Secondo quanto apprende il Riformista da fonti interne, la situazione è critica per i casi che arrivano in Pronto Soccorso. Prima di accedere in Pronto Soccorso e verificare la positività o meno al Covid-19, il paziente effettua un tampone antigenico rapido: tutto si svolge senza intoppi, dal momento che la macchina per l’analisi del test è svincolata dai sistemi informatici. Ma la situazione si complica se un paziente deve sottoporsi a tampone molecolare di conferma: in questo caso, è necessario attendere ulteriormente rispetto alle quattro/sei ore previste per avere il risultato dell’analisi.

Poi si passa alla registrazione dell’accesso del paziente che avviene manualmente, su un modulo cartaceo: nome, cognome, data di nascita e orario di ingresso del paziente in reparto. I medici, così come gli infermieri, solitamente fanno affidamento al Gipse, il Sistema informativo dell’emergenza sanitaria della regione Lazio, che contiene tutte le informazioni sanitarie (e quindi dati sensibili) dei pazienti.

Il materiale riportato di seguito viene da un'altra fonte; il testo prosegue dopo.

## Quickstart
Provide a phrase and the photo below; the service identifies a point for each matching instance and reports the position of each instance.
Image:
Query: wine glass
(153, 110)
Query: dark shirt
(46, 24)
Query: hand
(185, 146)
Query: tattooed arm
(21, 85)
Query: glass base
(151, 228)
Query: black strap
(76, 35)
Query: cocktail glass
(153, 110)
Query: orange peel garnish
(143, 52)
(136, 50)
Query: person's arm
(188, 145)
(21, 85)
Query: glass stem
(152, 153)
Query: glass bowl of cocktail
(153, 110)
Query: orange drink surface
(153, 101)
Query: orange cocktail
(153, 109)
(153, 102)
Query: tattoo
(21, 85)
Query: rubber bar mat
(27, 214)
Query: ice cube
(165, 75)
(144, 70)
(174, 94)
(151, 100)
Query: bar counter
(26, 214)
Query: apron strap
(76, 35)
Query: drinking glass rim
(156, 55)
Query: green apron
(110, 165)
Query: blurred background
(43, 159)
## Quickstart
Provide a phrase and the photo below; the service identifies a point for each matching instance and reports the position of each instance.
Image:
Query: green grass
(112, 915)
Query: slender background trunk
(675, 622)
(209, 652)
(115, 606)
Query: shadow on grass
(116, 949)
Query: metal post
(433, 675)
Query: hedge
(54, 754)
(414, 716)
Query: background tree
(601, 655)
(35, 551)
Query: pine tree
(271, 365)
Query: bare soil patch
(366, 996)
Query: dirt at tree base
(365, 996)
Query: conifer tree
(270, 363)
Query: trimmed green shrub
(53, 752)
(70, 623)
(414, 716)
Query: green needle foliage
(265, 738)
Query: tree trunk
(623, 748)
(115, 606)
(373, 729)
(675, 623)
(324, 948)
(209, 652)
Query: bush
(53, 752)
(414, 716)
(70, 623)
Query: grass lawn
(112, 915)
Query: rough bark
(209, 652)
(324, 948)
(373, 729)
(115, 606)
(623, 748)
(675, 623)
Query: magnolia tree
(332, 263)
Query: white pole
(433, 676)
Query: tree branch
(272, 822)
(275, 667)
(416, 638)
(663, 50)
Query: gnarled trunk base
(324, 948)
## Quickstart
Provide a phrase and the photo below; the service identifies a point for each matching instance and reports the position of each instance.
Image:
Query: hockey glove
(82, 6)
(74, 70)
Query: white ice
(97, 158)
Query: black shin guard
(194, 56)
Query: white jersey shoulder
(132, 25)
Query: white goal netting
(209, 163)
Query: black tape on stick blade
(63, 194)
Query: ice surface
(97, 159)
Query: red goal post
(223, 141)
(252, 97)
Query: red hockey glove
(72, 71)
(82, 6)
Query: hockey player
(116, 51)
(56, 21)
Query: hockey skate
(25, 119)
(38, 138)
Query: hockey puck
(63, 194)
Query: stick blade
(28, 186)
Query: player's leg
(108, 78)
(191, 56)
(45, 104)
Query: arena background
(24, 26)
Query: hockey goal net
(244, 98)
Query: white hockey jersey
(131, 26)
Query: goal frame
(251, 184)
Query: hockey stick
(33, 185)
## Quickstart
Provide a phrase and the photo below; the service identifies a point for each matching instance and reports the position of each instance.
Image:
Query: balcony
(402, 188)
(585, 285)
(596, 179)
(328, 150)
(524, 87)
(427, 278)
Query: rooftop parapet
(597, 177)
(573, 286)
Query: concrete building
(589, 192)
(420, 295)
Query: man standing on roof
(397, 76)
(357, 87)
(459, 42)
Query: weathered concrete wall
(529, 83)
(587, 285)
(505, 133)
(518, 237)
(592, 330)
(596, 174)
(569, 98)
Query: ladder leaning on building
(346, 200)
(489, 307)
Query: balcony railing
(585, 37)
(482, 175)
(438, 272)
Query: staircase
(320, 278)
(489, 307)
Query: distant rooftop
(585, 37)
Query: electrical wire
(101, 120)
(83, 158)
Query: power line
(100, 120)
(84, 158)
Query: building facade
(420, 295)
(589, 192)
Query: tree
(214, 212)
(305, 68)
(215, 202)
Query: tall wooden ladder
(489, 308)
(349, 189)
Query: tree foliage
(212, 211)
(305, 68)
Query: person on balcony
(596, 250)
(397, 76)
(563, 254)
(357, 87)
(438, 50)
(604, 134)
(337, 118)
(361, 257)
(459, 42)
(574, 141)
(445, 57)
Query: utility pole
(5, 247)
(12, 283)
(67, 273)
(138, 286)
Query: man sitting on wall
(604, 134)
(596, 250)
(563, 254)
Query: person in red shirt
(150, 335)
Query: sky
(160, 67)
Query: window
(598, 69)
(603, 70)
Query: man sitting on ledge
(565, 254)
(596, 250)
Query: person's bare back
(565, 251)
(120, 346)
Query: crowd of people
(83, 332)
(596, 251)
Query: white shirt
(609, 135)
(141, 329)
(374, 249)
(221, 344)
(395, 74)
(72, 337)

Adesso, però, tutto viene registrato a penna su un foglio che, si spera, non vada perduto.

La situazione più complicata riguarda le richieste e le risposte delle analisi del sangue. C’è l’auspicio che il portantino, che prende in carico le provette delle analisi – le cui etichette sono rigorosamente scritte a mano – non sbagli consegnando al reparto sbagliato la analisi del paziente. Infine, c’è la Radiologia, dove per richiedere e leggere una lastra il medico deve recarsi personalmente in reparto, poiché i referti non possono essere condivisi e visualizzati direttamente da pc.

Codice rosso

Il sistema informatico disabilitato comporta non solo disagi, ma anche timori in caso di arrivo in Pronto Soccorso di un paziente in codice rosso: i ritardi materiali potrebbero quindi essere fatali. Per questo, il reparto di Medicina di Urgenza ha comunicato alla centrale del 118 che opera sul territorio di non portare i pazienti al San Giovanni, ma di dirottarli verso altri Dipartimento d’emergenza e accettazione di 2° livello, come il Policlinico Umberto I o l’Ospedale San Camillo.

Gli operatori sanitari, consapevoli delle difficoltà, spiegano ai pazienti che arrivano autonomamente con codici d’urgenza minore al polo ospedaliero la critica condizione in cui sono costretti a lavorare. Nessuno viene mandato indietro, ma i medici sottolineano ai pazienti arrivati in codice azzurro (urgenza deferibile con accesso entro 60 minuti) che i tempi di attesa per le varie prestazioni sono più lunghi.

Questione di giorni?

A distanza di 76 ore, la situazione è ancora in stallo. Potrebbe essere risolta tra qualche giorno o addirittura nell’arco di qualche settimana. Mentre proseguono le indagini, medici e infermieri dell’Ospedale San Giovanni fanno del loro meglio per sopperire ai disservizi informatici.